When Soujirou came to a dead stop there was nothing Aoshi could do to avoid him. He slammed into Soujirou's back and the two of them flew forward, sprawling out on the wooden floor of the Labyrinth of Doom with a tremendous clatter.

Soujirou was the first to regain his composure. He sat up, rubbing his head mournfully. "Whatever happened to those infamous ninja reflexes?" He asked with a pained smile. It was obvious that he was just taking a playful dig at his companion.

But Aoshi was not a playful man. His scowl was in danger of becoming permanent.

Aoshi went to get to his feet but his long sheath became entangled with his coat and his coat became entangled with his legs and he failed spectacularly in the attempt.

It was quite possibly the clumsiest thing that he'd ever done.

Soujirou couldn't help but laugh. "If I reported that I think they could take away your ninja license."

Aoshi was madder than any metaphor. To try and quantify his anger would be like trying to count grains of sand on a beach. So don't bother.

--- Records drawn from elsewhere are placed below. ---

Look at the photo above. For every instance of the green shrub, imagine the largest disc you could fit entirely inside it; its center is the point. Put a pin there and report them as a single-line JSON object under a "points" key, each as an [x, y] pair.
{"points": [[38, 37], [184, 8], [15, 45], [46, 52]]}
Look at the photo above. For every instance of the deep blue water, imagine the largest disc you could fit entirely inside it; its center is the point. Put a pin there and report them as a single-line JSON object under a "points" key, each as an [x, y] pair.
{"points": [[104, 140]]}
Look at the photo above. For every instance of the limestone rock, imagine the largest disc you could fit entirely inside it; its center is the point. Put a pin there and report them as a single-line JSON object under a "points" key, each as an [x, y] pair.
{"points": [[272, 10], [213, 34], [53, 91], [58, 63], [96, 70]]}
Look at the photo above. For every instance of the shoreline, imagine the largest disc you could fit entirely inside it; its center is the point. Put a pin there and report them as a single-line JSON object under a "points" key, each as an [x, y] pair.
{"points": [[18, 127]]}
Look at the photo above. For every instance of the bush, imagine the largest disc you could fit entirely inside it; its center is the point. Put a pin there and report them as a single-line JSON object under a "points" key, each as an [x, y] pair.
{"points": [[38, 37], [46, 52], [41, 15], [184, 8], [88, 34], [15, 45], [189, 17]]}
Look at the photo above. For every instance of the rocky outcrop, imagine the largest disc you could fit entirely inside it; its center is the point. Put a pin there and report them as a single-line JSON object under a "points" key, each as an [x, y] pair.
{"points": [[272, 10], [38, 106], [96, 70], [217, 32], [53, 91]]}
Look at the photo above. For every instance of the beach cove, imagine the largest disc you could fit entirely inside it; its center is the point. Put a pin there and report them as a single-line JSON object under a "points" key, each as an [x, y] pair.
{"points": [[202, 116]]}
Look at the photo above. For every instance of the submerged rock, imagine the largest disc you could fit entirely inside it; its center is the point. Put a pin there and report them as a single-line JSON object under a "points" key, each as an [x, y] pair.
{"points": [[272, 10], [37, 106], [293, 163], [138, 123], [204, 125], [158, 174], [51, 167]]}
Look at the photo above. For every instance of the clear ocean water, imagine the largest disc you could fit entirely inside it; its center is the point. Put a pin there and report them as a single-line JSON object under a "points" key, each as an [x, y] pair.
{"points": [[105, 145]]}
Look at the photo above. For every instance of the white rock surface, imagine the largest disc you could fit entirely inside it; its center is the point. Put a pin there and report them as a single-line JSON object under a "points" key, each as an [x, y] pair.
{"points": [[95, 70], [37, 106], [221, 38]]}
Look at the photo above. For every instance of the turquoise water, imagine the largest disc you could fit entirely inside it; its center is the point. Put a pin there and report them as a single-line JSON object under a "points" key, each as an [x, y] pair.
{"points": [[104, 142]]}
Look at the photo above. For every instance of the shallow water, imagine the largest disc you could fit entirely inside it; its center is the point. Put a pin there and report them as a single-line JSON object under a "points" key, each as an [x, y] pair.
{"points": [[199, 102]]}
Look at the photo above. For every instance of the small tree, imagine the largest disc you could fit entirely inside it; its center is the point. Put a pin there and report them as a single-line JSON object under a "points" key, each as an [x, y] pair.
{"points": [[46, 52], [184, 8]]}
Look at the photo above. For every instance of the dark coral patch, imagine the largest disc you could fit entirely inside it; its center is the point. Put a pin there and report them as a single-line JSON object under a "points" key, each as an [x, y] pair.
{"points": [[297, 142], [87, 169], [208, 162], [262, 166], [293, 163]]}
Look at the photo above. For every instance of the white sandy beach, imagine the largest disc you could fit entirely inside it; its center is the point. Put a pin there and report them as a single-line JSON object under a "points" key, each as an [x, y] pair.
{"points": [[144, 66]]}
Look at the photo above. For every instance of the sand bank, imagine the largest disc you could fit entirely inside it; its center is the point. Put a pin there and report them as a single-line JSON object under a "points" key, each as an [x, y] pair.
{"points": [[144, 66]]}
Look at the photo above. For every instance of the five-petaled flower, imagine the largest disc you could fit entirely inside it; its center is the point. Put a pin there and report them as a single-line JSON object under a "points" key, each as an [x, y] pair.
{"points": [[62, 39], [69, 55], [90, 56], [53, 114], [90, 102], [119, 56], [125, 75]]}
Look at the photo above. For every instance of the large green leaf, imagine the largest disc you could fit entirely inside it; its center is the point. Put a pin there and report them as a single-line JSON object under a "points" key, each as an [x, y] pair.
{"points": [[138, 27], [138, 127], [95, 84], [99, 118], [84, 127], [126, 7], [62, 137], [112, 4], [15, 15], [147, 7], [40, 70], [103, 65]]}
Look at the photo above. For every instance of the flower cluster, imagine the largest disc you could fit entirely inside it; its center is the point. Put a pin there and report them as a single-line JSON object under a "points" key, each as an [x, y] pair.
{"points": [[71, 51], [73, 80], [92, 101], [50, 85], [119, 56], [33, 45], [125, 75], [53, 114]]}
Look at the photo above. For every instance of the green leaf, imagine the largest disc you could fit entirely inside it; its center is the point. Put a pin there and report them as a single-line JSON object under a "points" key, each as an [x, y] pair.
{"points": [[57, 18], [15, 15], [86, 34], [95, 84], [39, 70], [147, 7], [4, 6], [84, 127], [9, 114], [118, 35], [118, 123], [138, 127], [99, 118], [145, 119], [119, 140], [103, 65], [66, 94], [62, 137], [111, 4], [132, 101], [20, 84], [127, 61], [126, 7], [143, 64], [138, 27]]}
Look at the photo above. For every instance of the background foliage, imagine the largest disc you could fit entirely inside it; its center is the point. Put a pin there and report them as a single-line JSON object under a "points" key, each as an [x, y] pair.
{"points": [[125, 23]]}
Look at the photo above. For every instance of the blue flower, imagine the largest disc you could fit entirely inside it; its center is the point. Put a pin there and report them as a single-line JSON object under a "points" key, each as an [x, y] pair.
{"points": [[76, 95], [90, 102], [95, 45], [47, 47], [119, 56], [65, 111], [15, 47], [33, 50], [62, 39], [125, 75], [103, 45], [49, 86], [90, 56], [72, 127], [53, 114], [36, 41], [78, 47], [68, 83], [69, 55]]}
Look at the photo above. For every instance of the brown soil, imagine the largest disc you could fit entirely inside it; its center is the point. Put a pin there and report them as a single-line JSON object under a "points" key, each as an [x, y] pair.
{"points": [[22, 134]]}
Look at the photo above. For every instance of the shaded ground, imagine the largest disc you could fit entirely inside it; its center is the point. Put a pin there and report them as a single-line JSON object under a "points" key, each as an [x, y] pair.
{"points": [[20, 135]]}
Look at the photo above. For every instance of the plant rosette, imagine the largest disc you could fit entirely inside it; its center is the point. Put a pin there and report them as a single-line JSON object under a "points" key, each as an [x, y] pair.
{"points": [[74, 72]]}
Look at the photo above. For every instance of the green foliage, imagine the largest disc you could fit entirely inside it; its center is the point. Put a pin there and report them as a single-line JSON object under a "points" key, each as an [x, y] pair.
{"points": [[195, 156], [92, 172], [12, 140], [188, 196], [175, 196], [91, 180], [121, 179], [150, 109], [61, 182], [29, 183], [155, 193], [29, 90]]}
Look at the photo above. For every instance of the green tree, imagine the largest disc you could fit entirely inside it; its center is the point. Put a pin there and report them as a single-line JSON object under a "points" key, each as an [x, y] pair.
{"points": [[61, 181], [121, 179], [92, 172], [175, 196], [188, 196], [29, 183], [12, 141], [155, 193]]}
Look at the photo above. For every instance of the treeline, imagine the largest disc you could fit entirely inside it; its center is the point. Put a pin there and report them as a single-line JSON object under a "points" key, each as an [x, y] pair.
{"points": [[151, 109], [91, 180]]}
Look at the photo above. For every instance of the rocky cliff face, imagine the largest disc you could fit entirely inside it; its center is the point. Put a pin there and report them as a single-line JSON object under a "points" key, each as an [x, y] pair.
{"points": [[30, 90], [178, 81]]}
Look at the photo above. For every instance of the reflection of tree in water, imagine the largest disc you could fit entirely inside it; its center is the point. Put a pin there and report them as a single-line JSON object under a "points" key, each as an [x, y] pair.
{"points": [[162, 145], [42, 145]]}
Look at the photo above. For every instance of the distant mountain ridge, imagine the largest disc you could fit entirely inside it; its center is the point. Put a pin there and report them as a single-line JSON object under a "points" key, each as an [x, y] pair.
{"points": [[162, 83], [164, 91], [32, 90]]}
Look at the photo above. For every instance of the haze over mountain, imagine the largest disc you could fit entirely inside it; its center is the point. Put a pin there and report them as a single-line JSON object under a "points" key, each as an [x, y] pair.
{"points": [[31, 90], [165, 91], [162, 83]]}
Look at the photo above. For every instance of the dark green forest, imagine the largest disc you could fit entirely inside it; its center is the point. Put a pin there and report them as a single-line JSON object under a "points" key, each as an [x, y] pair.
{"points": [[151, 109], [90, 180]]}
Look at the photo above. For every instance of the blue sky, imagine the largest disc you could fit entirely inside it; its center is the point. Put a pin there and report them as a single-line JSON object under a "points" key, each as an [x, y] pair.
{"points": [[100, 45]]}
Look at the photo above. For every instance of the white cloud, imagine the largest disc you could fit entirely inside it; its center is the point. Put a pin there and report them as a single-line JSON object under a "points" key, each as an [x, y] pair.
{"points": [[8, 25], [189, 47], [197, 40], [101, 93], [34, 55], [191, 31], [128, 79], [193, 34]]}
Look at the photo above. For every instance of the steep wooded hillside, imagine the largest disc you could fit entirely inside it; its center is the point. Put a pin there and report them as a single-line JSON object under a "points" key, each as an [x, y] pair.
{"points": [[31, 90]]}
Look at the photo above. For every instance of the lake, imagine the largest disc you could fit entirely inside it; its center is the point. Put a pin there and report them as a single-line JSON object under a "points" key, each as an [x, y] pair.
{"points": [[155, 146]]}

At any rate, he wanted to say something that would really put Soujirou in his place. However, he couldn't think of anything except to point out something so obvious that even the former assassin should have known. "Ninjas don't have licenses."

Soujirou blinked as he got to his feet. "Um. I'm quite sure they do." He seemed hesitant to continue, but continue he did. "When Shishio-san and I were initially hiring for our army of mindless followers, we only accepted ninja applicants with the proper license and paperwork. There's something about a ninja test when you reach a certain age."

"I've never heard about it." Aoshi stated as though the fact was proof enough to dispel all argument. "I was the former leader of the Oniwabanshu. Between the two of us, I know who the ninja expert is."

"When did you become the leader?" Soujirou asked conversationally.

"When I was young." Aoshi hated giving out personal information to irritating people.

"Well, maybe the rules changed or something? Maybe after the Bakumatsu?"

Aoshi opened his mouth to discredit the possibility but something was nagging at the back of his mind. He'd taken off soon after the Bakumatsu with Hannya and the others. They'd started working outside the clan, away from ninja rules and regulations.

Was it possible that he wasn't actually an official, card-carrying member of the ninja profession? Maybe Misao and Okina knew about it the whole time but they didn't want to say anything for fear of hurting his feelings? What if everyone else knew and they were laughing about him behind his back?

The tragedy of it all seemed to seep into his bones, chilling him to the very core.

Could the day get any worse?

He was afraid to ask.


"Man, this place is cree-py." Yutarou tried to strike up a casual conversation.

Yahiko ignored him. He'd finally remembered that he was really angry with Yutarou for all the suspicious stuff involving Tsubame and nakedness.

They continued on in silence for a few minutes before Yutarou couldn't take it anymore. "I'm sure that Tsubame is fine. We'll be able to rescue her, no problem."

"I'm rescuing her." Yahiko stated. "You just try to stay out of my way."

There was no point in arguing with the stubborn swordsman. "Fine."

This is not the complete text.